I have done it once, 3 in the boat and had 3 other Rips, that was a great day 
I went to Leesville last night for about 3 hours, trolled and casted, I could not stay on the edge of the weed beds to save my life but I did get a Rip on a Buchertail Spinner that I was pulling with 35' of line out and the Spinner was riding not to far under the surface, maybe 3' deep ?


----------



## freakofnature13 (Jul 2, 2008)

Sam its been hit or miss one day its on the next it isnt.. lil different then walleye fishing.. I've learned this yr that even tho they are cousins.. walleye and saugeye are 2 tooootallly different fish..as far as behavior.. I'm sure it various lake to lake but this is just from my experience fishing the SE lakes this yr.. Def take the time to get out and fish Leesville before it gets to be that magical time of the yr in the woods.
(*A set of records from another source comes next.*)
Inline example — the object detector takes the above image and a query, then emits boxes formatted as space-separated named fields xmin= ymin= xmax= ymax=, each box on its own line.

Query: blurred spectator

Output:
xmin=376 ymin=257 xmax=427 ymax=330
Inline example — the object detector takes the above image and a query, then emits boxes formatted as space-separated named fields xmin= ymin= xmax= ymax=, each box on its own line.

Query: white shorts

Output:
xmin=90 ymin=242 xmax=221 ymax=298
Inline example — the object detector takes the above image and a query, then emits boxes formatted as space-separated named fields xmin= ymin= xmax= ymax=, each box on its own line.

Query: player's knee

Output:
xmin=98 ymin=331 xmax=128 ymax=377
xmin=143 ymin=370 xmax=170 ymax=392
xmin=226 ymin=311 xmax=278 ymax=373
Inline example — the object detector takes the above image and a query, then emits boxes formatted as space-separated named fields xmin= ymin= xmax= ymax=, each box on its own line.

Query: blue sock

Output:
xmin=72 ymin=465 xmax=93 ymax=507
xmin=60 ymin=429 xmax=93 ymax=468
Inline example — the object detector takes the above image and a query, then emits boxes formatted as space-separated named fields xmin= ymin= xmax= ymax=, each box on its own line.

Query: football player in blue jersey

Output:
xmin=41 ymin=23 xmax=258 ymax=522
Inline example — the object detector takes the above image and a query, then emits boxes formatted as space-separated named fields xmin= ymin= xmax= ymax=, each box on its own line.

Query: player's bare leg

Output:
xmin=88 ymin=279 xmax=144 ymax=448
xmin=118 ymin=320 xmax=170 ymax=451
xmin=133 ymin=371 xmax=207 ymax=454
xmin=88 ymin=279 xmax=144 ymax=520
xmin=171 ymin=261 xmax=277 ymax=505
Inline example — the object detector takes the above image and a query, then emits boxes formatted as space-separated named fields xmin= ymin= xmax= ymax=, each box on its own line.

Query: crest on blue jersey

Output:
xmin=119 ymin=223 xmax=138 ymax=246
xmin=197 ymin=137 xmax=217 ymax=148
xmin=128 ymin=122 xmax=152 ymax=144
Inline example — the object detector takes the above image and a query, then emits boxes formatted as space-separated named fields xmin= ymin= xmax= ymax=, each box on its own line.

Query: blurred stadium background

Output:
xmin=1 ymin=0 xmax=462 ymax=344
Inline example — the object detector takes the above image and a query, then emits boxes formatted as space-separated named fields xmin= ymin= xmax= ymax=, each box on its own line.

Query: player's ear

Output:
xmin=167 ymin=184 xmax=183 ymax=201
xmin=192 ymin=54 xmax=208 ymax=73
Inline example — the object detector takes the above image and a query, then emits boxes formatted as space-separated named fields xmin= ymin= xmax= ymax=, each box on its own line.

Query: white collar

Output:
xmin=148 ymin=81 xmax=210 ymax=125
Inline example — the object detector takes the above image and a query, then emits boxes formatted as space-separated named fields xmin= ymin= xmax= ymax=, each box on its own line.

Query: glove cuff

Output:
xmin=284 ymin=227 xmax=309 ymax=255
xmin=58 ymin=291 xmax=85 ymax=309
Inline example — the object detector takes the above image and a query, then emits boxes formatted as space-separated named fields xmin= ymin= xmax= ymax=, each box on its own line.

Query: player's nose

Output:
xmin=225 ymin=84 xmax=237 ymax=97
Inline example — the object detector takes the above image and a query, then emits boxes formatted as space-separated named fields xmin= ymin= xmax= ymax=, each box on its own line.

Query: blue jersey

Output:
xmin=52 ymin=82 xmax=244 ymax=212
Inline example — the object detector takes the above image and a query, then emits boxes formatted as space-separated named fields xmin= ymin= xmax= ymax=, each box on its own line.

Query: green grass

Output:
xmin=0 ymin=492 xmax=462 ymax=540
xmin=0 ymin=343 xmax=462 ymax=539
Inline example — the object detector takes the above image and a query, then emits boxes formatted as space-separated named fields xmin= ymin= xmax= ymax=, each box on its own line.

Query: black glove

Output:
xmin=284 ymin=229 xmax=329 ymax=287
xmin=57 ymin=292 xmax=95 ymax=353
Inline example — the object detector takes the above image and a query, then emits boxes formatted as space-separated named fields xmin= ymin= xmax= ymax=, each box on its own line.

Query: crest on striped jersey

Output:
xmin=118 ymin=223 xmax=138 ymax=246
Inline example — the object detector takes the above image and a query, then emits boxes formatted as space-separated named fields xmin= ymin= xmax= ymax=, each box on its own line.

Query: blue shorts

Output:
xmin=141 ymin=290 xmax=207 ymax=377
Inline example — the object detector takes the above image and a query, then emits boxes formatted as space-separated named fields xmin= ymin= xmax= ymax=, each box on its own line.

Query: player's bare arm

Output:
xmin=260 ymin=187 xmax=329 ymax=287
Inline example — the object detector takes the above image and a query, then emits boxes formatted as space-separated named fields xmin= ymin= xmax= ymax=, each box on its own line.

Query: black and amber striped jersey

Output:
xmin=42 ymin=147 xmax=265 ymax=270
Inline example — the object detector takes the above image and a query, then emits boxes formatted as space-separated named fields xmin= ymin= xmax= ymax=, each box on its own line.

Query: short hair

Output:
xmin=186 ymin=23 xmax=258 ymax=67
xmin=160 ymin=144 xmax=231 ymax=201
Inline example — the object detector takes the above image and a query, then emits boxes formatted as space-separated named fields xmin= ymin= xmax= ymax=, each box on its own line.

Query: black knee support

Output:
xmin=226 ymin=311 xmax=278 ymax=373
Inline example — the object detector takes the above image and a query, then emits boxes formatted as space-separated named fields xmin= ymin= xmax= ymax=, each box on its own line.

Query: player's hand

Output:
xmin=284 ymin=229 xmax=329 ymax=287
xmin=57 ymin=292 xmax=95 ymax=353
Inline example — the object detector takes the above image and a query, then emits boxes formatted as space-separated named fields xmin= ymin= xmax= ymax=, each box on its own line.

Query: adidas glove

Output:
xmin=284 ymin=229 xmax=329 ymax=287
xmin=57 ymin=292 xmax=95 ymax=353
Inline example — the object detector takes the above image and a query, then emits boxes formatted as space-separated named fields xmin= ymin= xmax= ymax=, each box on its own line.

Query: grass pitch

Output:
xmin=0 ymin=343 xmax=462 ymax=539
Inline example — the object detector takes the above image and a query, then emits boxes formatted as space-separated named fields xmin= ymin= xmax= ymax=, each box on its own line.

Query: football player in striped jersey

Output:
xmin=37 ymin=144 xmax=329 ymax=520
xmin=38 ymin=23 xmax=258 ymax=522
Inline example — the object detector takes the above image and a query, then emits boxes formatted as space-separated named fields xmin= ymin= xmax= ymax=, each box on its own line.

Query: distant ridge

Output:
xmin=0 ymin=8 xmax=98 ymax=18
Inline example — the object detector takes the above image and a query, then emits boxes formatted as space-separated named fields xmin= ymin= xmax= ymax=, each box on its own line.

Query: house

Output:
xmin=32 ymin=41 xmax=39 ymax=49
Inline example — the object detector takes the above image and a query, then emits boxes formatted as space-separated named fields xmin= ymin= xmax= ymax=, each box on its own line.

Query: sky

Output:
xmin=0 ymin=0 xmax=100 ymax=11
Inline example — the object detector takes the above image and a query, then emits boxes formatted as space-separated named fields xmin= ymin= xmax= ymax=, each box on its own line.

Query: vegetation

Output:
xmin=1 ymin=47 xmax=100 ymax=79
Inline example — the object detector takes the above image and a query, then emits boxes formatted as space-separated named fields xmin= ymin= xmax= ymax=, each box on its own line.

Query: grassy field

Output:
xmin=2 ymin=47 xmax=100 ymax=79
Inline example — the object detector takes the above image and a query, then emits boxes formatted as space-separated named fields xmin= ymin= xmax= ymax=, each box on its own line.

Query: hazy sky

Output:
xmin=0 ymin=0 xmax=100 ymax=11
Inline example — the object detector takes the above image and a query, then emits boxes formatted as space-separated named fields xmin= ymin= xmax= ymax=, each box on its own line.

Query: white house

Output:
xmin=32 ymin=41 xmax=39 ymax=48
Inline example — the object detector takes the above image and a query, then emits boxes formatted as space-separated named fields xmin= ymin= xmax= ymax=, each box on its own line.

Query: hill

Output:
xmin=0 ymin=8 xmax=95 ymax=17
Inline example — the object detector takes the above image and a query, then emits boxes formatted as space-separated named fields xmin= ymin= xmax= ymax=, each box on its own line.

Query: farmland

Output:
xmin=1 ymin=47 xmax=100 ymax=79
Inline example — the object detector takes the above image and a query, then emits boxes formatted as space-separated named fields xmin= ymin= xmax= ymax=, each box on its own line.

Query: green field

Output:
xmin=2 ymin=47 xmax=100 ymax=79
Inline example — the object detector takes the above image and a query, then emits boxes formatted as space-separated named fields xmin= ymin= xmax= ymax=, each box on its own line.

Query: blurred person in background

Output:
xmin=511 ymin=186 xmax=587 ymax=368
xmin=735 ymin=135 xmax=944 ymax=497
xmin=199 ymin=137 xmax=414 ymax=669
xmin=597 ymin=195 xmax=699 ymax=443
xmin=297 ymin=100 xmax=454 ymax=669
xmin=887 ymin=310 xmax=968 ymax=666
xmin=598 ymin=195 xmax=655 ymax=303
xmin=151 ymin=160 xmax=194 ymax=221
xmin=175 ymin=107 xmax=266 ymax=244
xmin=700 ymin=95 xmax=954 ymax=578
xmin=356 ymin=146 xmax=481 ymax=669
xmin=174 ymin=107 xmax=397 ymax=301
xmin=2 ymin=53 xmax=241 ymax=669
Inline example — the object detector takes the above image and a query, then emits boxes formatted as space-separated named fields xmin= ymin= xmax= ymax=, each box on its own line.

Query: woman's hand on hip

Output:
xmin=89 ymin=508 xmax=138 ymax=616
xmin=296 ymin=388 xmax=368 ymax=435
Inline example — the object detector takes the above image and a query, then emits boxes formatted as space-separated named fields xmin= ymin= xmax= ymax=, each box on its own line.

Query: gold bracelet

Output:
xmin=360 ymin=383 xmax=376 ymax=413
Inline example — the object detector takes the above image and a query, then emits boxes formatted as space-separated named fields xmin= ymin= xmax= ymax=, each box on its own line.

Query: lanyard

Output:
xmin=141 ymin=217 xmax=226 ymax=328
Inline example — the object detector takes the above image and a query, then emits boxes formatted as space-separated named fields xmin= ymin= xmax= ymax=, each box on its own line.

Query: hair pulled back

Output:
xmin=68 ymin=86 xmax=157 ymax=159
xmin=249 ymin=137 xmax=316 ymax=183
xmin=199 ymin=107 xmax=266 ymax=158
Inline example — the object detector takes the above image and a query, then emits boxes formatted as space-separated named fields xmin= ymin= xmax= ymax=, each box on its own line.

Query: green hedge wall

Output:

Dancin Bear we got a few.. nothing to brag about early and late.. thats how it has been for me.. (as of a couple weeks ago). Nothing deep as of yet everything has been relatively shallow

Tatonka-1.2 to 1.3 that day....just enough to get the blades movin beleive it or not. but it various from day to day.. saugeye have to be the most unpredicatble fish i have ever fished for.


----------



## DancinBear (Apr 21, 2009)

went over the weekend. Marked a tonof fish on any drop off that dipped to 20fow. Just stacked in there...just couldnt catch em. Had one muskie follow on a jointed shad rap an that was it. Weather really sucked


----------